St. John's Law Review

Plausible Pleading: Bell Atlantic Corp. v. Twombly

By Richard M. Steuer

Motions to dismiss antitrust cases have gone in and out of favor over the years.  There was a time when plaintiffs—especially government plaintiffs—needed to plead little more than that defendants had conspired to fix prices and restrain trade.  More recently, many courts began demanding appreciably more than conclusory allegations of conspiracy and unreasonable restraint of competition, including both some factual allegations and a theory of liability that makes sense.  Meanwhile, some other courts continued to insist that pleading requirements are intended to be minimal, and that only plaintiffs pleading nothing but conclusions should be denied the opportunity for discovery.  These two trends converged in Bell Atlantic Corp. v. Twombly, an antitrust case with broad implications for pleading all federal claims. 

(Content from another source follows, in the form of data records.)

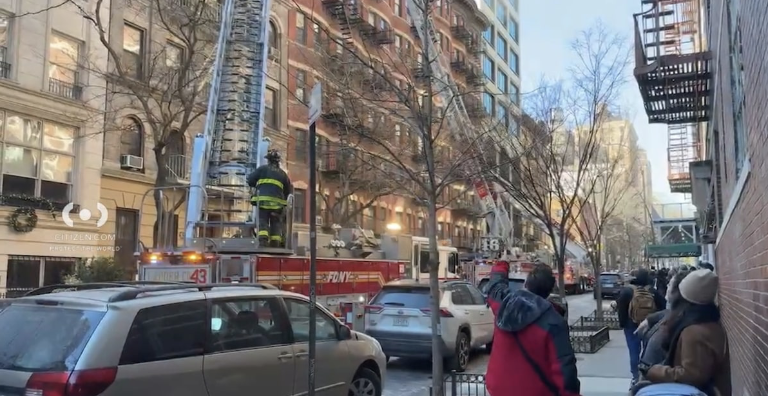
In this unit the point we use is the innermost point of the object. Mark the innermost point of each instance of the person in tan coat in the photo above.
(698, 346)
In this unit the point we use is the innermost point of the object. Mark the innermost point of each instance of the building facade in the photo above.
(725, 96)
(50, 142)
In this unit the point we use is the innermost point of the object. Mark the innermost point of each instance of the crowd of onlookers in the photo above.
(670, 319)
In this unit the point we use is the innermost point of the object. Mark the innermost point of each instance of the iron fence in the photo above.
(463, 384)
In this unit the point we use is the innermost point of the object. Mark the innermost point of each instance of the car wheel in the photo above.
(460, 359)
(365, 383)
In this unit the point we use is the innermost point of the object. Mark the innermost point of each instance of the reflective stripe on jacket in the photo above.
(272, 187)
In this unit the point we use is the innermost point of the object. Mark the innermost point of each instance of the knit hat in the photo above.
(699, 287)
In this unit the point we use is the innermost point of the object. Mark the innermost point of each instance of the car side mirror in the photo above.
(344, 333)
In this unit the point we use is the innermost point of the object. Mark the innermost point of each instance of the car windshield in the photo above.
(514, 285)
(405, 297)
(610, 278)
(44, 338)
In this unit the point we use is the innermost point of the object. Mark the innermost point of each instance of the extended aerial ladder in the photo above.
(497, 217)
(232, 144)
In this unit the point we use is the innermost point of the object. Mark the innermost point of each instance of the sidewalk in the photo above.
(606, 373)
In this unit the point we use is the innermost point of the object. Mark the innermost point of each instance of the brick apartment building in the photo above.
(725, 98)
(309, 38)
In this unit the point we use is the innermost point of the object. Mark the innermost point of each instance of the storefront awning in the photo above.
(673, 250)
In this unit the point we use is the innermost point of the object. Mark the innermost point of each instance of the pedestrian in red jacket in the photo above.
(532, 353)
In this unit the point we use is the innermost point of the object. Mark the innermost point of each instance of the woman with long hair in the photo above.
(695, 342)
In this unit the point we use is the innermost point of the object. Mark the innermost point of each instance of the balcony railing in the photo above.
(178, 167)
(66, 89)
(673, 73)
(5, 66)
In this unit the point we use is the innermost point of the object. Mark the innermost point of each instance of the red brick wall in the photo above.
(742, 250)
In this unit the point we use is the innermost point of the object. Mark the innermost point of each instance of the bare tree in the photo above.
(559, 136)
(398, 114)
(163, 80)
(602, 201)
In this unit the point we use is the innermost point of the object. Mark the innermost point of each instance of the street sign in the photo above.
(315, 103)
(490, 244)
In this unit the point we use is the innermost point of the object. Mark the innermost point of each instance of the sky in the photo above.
(546, 29)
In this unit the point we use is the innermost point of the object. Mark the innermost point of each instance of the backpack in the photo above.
(641, 305)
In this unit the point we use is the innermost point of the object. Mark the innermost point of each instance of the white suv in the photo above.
(399, 318)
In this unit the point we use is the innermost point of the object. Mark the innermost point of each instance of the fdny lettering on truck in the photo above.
(339, 276)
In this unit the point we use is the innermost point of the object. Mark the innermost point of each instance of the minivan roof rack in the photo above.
(136, 288)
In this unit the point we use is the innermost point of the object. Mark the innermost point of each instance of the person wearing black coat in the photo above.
(642, 279)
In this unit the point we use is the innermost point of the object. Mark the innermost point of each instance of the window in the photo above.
(300, 145)
(166, 332)
(126, 228)
(501, 82)
(488, 35)
(460, 295)
(133, 50)
(512, 29)
(299, 206)
(514, 94)
(174, 59)
(298, 316)
(477, 296)
(737, 85)
(488, 103)
(270, 112)
(246, 324)
(131, 137)
(301, 86)
(301, 29)
(513, 63)
(489, 68)
(317, 37)
(41, 338)
(38, 158)
(5, 59)
(501, 48)
(64, 66)
(501, 14)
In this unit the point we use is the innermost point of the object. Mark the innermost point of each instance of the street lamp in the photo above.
(395, 227)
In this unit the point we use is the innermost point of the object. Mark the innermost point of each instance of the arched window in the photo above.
(174, 150)
(131, 137)
(274, 40)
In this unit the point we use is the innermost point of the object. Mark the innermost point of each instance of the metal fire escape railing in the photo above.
(458, 120)
(674, 75)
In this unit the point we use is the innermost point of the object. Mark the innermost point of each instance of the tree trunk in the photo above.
(159, 230)
(434, 301)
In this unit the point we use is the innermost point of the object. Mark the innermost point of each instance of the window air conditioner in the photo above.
(274, 54)
(131, 162)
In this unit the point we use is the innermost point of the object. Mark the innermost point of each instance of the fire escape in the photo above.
(673, 72)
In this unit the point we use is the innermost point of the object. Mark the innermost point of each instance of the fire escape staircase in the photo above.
(674, 75)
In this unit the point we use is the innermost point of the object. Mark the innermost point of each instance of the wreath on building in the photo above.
(23, 219)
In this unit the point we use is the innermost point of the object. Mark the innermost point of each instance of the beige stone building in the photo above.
(49, 142)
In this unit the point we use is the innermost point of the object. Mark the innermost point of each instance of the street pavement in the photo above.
(605, 373)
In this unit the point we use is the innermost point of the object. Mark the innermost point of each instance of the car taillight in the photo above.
(78, 383)
(373, 308)
(444, 313)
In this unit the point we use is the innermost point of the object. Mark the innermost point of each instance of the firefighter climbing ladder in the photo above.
(232, 143)
(458, 120)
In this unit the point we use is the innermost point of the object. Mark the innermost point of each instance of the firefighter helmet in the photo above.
(273, 157)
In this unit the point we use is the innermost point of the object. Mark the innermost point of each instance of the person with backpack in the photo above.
(532, 353)
(633, 305)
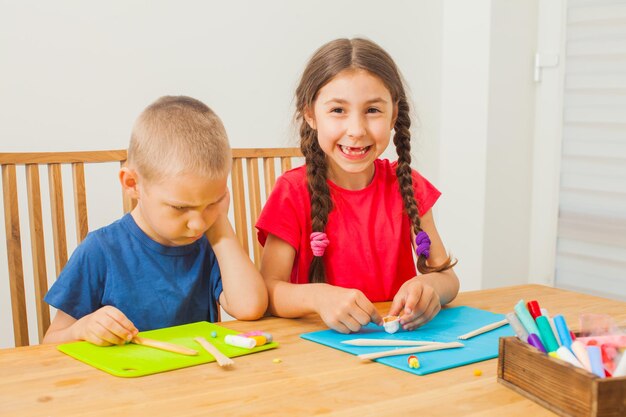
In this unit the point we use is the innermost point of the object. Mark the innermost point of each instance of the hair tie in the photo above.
(319, 242)
(422, 244)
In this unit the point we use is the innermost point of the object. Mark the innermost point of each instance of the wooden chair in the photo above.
(259, 187)
(252, 180)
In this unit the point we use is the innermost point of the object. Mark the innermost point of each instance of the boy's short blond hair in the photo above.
(176, 135)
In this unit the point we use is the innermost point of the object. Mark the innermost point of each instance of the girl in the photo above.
(338, 231)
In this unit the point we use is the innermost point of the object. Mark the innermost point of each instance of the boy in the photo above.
(156, 267)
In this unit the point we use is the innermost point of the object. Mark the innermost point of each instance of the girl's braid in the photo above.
(321, 203)
(402, 140)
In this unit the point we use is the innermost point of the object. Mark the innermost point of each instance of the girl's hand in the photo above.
(346, 310)
(104, 327)
(416, 303)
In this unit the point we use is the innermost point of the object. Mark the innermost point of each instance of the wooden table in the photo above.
(311, 379)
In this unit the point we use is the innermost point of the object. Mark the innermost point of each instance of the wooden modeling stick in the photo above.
(404, 351)
(221, 359)
(387, 342)
(169, 347)
(483, 329)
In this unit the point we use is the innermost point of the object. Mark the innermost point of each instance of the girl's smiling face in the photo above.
(353, 115)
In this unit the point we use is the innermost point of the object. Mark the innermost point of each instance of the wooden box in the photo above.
(558, 386)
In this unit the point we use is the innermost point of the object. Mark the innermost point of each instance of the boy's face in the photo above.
(179, 210)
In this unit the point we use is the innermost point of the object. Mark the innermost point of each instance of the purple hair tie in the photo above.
(422, 244)
(319, 242)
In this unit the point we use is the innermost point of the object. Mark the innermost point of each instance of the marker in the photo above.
(561, 328)
(244, 342)
(546, 334)
(581, 354)
(535, 341)
(565, 354)
(595, 357)
(517, 326)
(544, 312)
(524, 316)
(533, 309)
(620, 369)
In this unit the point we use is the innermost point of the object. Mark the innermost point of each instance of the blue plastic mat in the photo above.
(445, 327)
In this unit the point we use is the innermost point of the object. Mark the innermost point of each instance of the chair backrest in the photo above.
(259, 184)
(249, 189)
(54, 161)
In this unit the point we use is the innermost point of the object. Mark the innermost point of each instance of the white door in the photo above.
(589, 172)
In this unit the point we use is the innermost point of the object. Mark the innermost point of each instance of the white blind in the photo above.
(591, 246)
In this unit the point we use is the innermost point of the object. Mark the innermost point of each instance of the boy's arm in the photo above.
(244, 294)
(105, 326)
(342, 309)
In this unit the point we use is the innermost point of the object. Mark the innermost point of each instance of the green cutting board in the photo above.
(132, 360)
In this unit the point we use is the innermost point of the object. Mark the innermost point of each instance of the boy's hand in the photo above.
(104, 327)
(346, 310)
(416, 303)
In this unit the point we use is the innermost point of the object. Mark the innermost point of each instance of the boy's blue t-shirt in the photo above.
(154, 285)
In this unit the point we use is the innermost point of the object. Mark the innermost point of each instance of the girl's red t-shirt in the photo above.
(369, 232)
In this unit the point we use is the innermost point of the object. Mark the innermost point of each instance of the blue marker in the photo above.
(561, 328)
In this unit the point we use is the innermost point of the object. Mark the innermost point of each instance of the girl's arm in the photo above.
(244, 295)
(342, 309)
(446, 283)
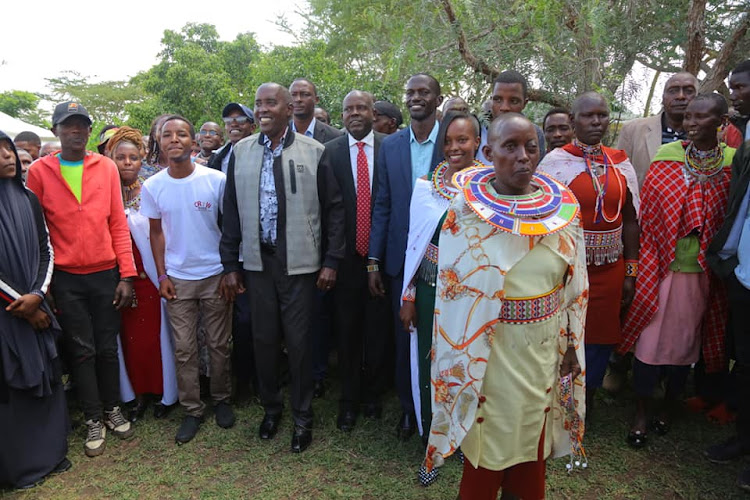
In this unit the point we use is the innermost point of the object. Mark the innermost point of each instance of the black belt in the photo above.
(268, 248)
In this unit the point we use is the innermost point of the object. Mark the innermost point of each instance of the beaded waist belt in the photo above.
(603, 247)
(427, 271)
(531, 309)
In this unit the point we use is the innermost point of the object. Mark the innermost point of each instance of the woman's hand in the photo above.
(25, 305)
(408, 315)
(570, 364)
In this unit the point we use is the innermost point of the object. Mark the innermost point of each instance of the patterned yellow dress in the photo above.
(508, 303)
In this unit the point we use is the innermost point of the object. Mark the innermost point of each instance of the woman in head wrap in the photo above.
(145, 336)
(33, 413)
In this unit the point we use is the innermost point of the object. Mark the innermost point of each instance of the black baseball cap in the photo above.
(66, 109)
(235, 106)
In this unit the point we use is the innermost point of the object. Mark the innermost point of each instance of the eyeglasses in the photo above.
(239, 119)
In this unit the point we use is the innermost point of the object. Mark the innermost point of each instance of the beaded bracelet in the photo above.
(631, 268)
(410, 295)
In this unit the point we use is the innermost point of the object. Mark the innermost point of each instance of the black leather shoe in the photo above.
(319, 389)
(346, 420)
(406, 426)
(224, 415)
(301, 439)
(372, 410)
(188, 429)
(161, 411)
(269, 426)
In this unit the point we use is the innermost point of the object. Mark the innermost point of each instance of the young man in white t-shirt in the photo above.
(183, 204)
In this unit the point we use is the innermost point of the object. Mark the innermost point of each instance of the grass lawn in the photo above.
(370, 463)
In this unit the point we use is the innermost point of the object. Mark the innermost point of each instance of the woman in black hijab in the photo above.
(33, 413)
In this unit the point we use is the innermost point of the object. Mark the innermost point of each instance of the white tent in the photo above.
(12, 127)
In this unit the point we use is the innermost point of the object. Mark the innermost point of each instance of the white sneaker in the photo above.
(94, 444)
(118, 424)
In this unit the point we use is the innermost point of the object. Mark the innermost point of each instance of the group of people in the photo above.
(495, 270)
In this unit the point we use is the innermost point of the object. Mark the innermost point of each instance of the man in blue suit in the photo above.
(403, 158)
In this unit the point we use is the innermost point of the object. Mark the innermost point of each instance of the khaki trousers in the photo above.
(194, 297)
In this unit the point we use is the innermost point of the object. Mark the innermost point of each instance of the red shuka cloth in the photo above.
(141, 346)
(670, 210)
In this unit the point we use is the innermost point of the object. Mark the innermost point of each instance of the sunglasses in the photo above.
(239, 119)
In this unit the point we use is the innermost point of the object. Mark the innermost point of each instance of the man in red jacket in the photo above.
(80, 194)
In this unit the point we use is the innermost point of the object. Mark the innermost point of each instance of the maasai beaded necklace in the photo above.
(135, 202)
(440, 184)
(703, 165)
(600, 188)
(549, 208)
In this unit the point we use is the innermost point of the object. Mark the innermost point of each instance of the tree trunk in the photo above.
(647, 108)
(696, 37)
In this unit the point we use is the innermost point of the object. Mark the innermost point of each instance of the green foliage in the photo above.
(22, 105)
(312, 60)
(197, 75)
(564, 48)
(105, 101)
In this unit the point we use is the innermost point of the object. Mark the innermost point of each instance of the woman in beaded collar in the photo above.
(678, 314)
(507, 353)
(606, 185)
(459, 138)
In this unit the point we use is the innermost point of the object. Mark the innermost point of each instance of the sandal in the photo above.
(637, 439)
(427, 478)
(661, 427)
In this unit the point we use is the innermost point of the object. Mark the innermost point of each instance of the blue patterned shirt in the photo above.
(269, 202)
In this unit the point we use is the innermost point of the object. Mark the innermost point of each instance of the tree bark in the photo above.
(696, 37)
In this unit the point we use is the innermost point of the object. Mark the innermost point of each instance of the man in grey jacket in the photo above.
(287, 212)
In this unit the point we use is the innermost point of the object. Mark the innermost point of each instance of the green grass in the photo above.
(370, 463)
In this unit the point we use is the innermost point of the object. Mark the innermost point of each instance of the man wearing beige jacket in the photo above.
(640, 138)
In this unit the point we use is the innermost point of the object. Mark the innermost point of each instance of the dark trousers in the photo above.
(243, 362)
(281, 307)
(738, 342)
(321, 333)
(645, 378)
(90, 326)
(363, 325)
(403, 365)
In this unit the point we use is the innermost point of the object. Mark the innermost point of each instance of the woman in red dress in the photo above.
(606, 186)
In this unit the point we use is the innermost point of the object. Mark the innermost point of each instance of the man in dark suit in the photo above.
(304, 99)
(360, 319)
(403, 158)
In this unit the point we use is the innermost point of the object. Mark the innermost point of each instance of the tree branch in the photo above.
(478, 65)
(715, 77)
(696, 38)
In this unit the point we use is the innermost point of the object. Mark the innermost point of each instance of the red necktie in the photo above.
(363, 202)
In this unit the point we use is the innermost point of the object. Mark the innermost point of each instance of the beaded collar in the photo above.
(441, 186)
(549, 208)
(703, 165)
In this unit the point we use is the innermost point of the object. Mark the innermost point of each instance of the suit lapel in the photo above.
(376, 149)
(653, 139)
(405, 160)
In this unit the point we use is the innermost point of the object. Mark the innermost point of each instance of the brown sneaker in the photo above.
(118, 424)
(94, 444)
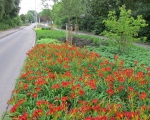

This article discusses the new standard as set forth in Bell Atlantic v. Twombly and the implications of the Court’s ruling, arguing that the key issue always will be whether the plaintiff has pleaded “enough facts” to state a plausible claim, without resorting to “a legal conclusion couched as a factual allegation” and that the principal challenges for future courts will be to distinguish facts from conclusions masquerading as facts and decide how many genuine facts are “enough.”  Although this always was pivotal on motions to dismiss, Twombly increases the burden by replacing the “no set of facts test” with a “show me the facts” test.